Try figuring out cheapest vegetables available year-round, from which you can make a salad. In the US, this probably includes corn. Where I am, it's potato, carrots, and beets, which coincidentally make a traditional salad. I boil a pot of them once or twice a week, and chop them in large-ish cubes right before a meal, so preparation takes very little time. Of course, I typically add onions, mayonnaise, maybe herbs.

I'm currently spending about twenty bucks a week on food, and that's only because I've been too lazy to prepare the vegetables, making sandwiches instead.

[–] Pika@rekabu.ru 5 points 1 day ago (1 children)

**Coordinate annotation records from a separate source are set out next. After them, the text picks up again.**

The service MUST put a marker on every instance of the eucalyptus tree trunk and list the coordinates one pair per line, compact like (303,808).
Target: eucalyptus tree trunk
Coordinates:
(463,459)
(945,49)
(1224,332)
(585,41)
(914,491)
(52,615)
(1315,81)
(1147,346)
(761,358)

Where I am, it's potato, carrots, and beets, which coincidentally make a traditional salad.

This is not a coincidence :)

Really, if you want to look into cheap and good food, look no further than what your ancestors ate. They ate it precisely because it was cheap and as nutritionally adequate as they could get.

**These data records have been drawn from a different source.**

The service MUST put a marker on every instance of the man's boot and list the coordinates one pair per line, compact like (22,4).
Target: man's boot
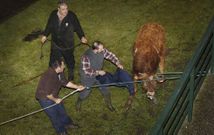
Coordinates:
(78,104)
(107,99)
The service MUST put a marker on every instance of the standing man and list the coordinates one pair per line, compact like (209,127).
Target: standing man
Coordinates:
(61,25)
(47,94)
(91,66)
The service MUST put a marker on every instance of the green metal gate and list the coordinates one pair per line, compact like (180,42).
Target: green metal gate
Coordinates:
(180,104)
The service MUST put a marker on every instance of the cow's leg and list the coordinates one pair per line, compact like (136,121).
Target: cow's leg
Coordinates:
(135,84)
(161,67)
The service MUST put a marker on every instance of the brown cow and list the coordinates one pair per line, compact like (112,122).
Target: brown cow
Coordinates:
(148,54)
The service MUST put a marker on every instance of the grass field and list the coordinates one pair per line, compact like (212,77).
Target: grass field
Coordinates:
(115,22)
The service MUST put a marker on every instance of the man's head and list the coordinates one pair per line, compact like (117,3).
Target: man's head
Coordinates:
(62,8)
(97,46)
(58,66)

Sure, some modifications must be made now that we have more foods and clean drinking water available on demand, but this is a good starting point.

[–] SlurpingPus@lemmy.world 3 points 1 day ago* (last edited 1 day ago) (1 children)

Speaking of modifications, soy sauce in vinaigrette salad is great. A few drops of Worcestershire sauce would probably be awesome, too.

[–] Pika@rekabu.ru 3 points 1 day ago

Quite unexpected. I love soy sauce in a classic tomato-cucumber salad, but soy sauce + beetroot is something I cannot comprehend. Maybe I'll give it a spin, though!